Privacy Police

This site is maintained and operated by SHIRLEY PEREIRA DO NASCIMENTO FERNANDES
We collect and use some personal data from those who use our site. In doing so, we act as the data controller and are subject to the provisions of Federal Law No. 13,709/2018 (General Data Protection Law – LGPD).
We take care to protect your personal data, which is why we provide this privacy policy containing important information about:

– Who should use our site    
– What data we collect and what we do with it    
– Your rights regarding your personal data    
– How to contact us

1. Data We Collect and Reasons for Collection

Our site collects and uses some personal data from our users as detailed in this section.

1. Personal Data Provided Explicitly by the User
We collect the following personal data that our users explicitly provide when using our site:
Name and surname, address, ZIP code, city, state, type of person (individual or corporate), and email.
Data collection occurs in the following instances:
When the user fills out contact and scheduling forms on the site.
The data provided by our users is collected for the following purposes:
To enable users to make contact and request a service
To send our service proposal to registered users
To send offers to our users through channels provided by the user such as email and phone.

2. Personal Data Obtained in Other Ways
We collect the following personal data from our users:
IP address
Geolocation data
Data collection occurs in the following instances:
While the user navigates the site
These data are collected for the following purposes:
To comply with legal requirements for storing access records to applications
To gather statistical information on access and sources of access for measuring marketing actions
To personalize user experience

3. Sensitive Data
We do not collect sensitive data from our users, as defined in Article 11 and subsequent articles of the Personal Data Protection Law.
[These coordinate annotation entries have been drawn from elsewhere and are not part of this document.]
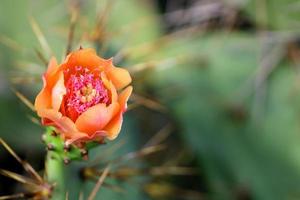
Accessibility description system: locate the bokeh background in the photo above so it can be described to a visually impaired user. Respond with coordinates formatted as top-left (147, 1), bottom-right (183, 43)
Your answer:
top-left (0, 0), bottom-right (300, 200)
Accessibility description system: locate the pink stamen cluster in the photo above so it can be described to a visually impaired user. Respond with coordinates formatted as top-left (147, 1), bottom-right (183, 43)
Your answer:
top-left (65, 67), bottom-right (110, 114)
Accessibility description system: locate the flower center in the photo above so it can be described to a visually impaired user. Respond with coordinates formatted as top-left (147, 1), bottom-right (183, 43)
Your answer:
top-left (65, 67), bottom-right (110, 118)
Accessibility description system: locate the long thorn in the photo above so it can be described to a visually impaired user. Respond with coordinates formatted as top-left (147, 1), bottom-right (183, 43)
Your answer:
top-left (0, 138), bottom-right (44, 183)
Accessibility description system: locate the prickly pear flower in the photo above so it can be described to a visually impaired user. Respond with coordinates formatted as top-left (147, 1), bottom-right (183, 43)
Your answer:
top-left (35, 49), bottom-right (132, 144)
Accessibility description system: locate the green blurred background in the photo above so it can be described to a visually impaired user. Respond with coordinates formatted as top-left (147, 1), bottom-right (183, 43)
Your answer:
top-left (0, 0), bottom-right (300, 200)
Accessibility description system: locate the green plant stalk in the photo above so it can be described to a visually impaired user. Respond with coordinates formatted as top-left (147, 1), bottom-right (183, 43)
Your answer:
top-left (46, 151), bottom-right (66, 200)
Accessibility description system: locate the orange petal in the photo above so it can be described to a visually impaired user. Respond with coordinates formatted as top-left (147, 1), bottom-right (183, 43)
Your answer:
top-left (75, 103), bottom-right (119, 135)
top-left (101, 73), bottom-right (118, 102)
top-left (65, 48), bottom-right (106, 68)
top-left (104, 86), bottom-right (132, 140)
top-left (104, 112), bottom-right (123, 140)
top-left (52, 72), bottom-right (66, 110)
top-left (118, 86), bottom-right (133, 112)
top-left (105, 65), bottom-right (131, 90)
top-left (34, 76), bottom-right (51, 112)
top-left (40, 109), bottom-right (82, 137)
top-left (46, 57), bottom-right (59, 76)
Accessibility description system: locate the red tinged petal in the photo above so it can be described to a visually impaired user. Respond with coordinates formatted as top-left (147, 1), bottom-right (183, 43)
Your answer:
top-left (75, 103), bottom-right (120, 135)
top-left (65, 49), bottom-right (107, 68)
top-left (34, 77), bottom-right (51, 111)
top-left (35, 49), bottom-right (132, 144)
top-left (118, 86), bottom-right (133, 112)
top-left (52, 72), bottom-right (66, 110)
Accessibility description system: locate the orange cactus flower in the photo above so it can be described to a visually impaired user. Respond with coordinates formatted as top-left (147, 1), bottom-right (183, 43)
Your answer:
top-left (34, 49), bottom-right (132, 144)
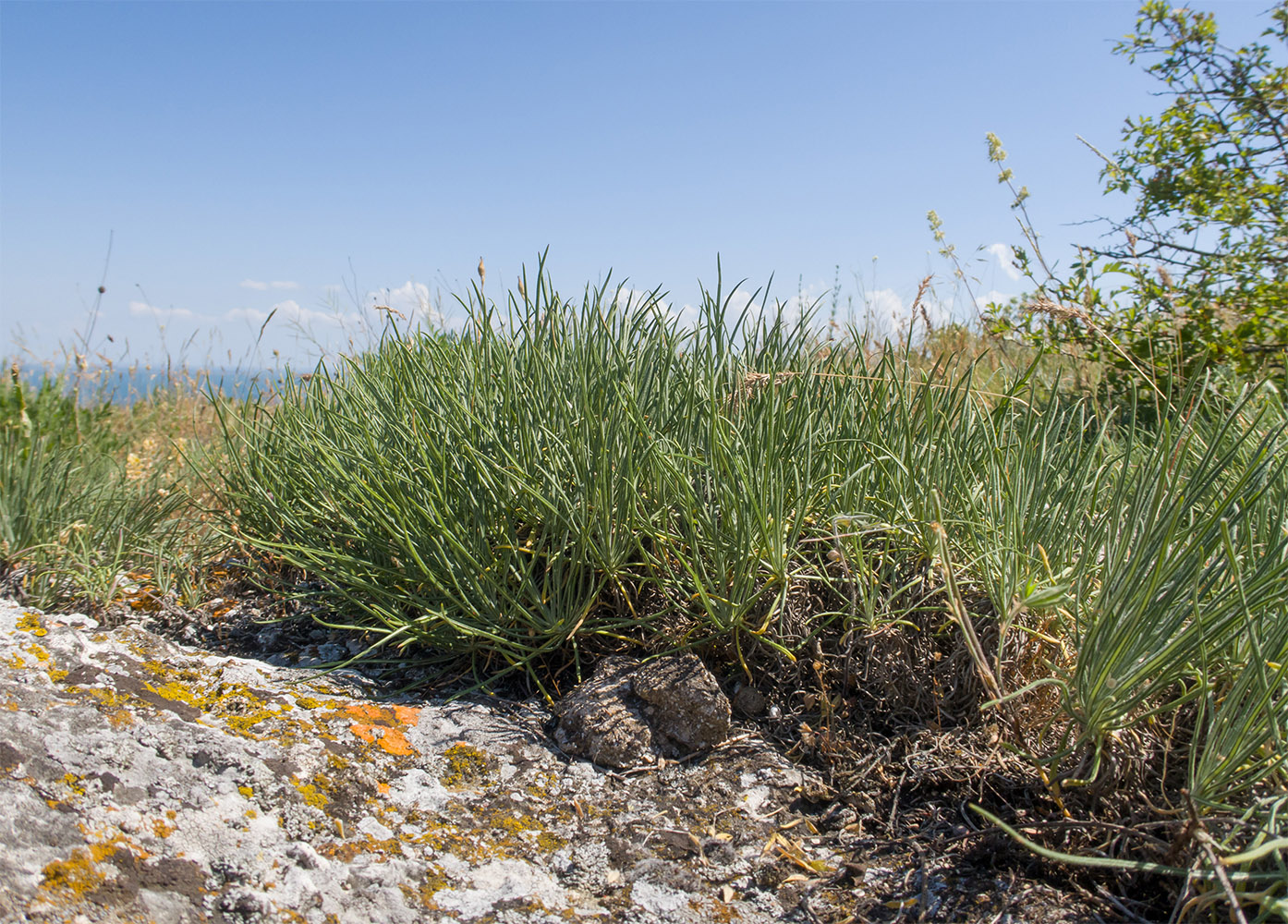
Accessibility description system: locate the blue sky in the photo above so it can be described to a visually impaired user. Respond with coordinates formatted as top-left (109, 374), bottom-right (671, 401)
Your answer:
top-left (0, 0), bottom-right (1269, 363)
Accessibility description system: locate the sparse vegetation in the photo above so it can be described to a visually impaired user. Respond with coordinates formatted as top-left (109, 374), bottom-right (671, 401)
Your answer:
top-left (0, 3), bottom-right (1288, 921)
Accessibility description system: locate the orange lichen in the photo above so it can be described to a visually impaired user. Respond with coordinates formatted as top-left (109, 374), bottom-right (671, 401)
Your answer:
top-left (340, 702), bottom-right (419, 757)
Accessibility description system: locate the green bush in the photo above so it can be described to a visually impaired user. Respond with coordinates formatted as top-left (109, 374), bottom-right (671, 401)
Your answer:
top-left (990, 0), bottom-right (1288, 404)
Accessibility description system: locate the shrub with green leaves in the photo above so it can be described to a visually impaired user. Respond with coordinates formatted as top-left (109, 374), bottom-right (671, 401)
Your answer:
top-left (223, 257), bottom-right (1288, 901)
top-left (990, 0), bottom-right (1288, 399)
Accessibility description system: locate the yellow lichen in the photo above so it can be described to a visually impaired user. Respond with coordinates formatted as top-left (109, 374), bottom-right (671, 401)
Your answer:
top-left (439, 741), bottom-right (492, 787)
top-left (291, 773), bottom-right (331, 812)
top-left (14, 612), bottom-right (49, 638)
top-left (40, 846), bottom-right (107, 895)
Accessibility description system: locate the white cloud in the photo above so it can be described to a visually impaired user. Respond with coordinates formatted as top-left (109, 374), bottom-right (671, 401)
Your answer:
top-left (237, 280), bottom-right (300, 293)
top-left (130, 301), bottom-right (197, 321)
top-left (984, 241), bottom-right (1020, 280)
top-left (367, 280), bottom-right (444, 327)
top-left (225, 299), bottom-right (362, 327)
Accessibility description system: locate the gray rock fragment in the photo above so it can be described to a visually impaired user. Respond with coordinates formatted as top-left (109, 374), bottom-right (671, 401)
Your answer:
top-left (555, 657), bottom-right (653, 767)
top-left (555, 652), bottom-right (729, 768)
top-left (631, 652), bottom-right (729, 757)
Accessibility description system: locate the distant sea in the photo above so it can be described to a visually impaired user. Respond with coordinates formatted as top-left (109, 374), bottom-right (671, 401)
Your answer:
top-left (13, 366), bottom-right (285, 405)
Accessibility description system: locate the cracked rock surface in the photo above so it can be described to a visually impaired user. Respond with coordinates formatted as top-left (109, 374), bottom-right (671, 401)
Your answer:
top-left (555, 652), bottom-right (730, 768)
top-left (0, 601), bottom-right (838, 924)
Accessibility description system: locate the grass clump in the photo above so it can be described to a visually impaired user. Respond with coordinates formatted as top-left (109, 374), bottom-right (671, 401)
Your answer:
top-left (223, 261), bottom-right (1288, 917)
top-left (0, 363), bottom-right (231, 614)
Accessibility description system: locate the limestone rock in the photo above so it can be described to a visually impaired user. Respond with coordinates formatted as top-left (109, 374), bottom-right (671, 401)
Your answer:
top-left (555, 657), bottom-right (653, 767)
top-left (0, 600), bottom-right (824, 924)
top-left (631, 652), bottom-right (729, 757)
top-left (555, 652), bottom-right (729, 768)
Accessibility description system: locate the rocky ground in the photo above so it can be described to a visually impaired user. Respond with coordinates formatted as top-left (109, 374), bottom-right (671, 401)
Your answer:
top-left (0, 601), bottom-right (1127, 924)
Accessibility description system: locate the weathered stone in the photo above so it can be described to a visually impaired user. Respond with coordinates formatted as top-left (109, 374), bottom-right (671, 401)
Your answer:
top-left (555, 657), bottom-right (653, 767)
top-left (631, 652), bottom-right (729, 757)
top-left (0, 601), bottom-right (844, 924)
top-left (555, 652), bottom-right (729, 768)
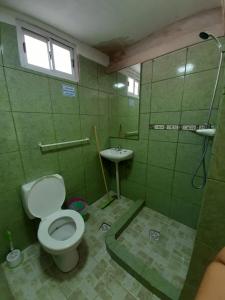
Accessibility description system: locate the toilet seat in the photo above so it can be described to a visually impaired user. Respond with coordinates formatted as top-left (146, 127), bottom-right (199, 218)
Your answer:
top-left (38, 209), bottom-right (85, 251)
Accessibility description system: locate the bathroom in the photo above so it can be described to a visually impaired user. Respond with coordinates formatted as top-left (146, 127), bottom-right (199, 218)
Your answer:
top-left (0, 0), bottom-right (225, 300)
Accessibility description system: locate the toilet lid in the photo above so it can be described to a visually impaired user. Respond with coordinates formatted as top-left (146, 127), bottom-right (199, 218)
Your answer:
top-left (28, 175), bottom-right (66, 219)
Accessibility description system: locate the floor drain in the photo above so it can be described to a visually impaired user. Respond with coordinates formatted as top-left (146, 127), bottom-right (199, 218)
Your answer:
top-left (149, 229), bottom-right (160, 241)
top-left (99, 223), bottom-right (111, 232)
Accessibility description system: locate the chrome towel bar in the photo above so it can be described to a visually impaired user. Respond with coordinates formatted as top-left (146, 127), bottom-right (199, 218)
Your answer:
top-left (38, 138), bottom-right (90, 151)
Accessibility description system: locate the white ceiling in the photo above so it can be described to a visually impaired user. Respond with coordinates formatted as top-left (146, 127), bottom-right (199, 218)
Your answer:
top-left (0, 0), bottom-right (220, 53)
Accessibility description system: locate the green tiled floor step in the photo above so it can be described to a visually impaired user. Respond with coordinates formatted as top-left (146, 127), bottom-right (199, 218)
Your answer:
top-left (105, 200), bottom-right (179, 300)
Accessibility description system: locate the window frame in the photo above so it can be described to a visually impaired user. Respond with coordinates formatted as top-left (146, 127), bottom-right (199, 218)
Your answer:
top-left (127, 75), bottom-right (140, 98)
top-left (17, 20), bottom-right (79, 82)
Therefore, we do not collect data on racial or ethnic origin, religious beliefs, political opinions, union affiliation, or membership in religious, philosophical, or political organizations, health data, sexual life data, genetic or biometric data when linked to an individual.

4. Cookies
Cookies are small text files automatically downloaded to your device when you access and browse a site. They are used mainly to identify devices, activities, and user preferences.
Cookies do not allow any file or information to be extracted from the user's hard drive, nor do they provide access to personal information not provided by the user or their usage of site resources.

a. Site Cookies
Site cookies are those sent to the user's computer or device exclusively by the site.
The information collected through these cookies is used to improve and personalize the user experience. Some cookies may, for example, be used to remember user preferences and choices, as well as to offer personalized content.

b. Third-Party Cookies
Some of our partners may set cookies on users' devices accessing our site.
These cookies generally enable our partners to offer personalized content and services to the user accessing our site by obtaining browsing data from their interaction with the site.
Users can find more information about third-party cookies and how the data obtained from them is processed, as well as a description of the cookies used and their characteristics, by visiting the following links:
https://developers.google.com/analytics/devguides/collection/analyticsjs/cookie-usage?hl=pt-BR     
https://adssettings.google.com/authenticated     
https://optout.aboutads.info/?c=2&lang=EN
The entities responsible for collecting cookies may share the obtained information with third parties.

c. Cookie Management
Users may object to the registration of cookies by the site by disabling this option in their own browser. More information on how to do this in some of the major browsers today can be accessed through the following links:
Internet Explorer:     
https://support.microsoft.com/pt-br/help/17442/windows-internet-explorer-delete-manage-cookies
Safari:     
https://support.apple.com/pt-br/guide/safari/sfri11471/mac
Google Chrome:     
https://support.google.com/chrome/answer/95647?hl=pt-BR&hlrm=pt
Mozilla Firefox:     
https://support.mozilla.org/pt-BR/kb/ative-e-desative-os-cookies-que-os-sites-usam
Opera:     
https://www.opera.com/help/tutorials/security/privacy/
However, disabling cookies may affect the availability of some site tools and functionalities, compromising its correct and expected operation. Another possible consequence is the removal of user preferences that may have been saved, affecting their experience.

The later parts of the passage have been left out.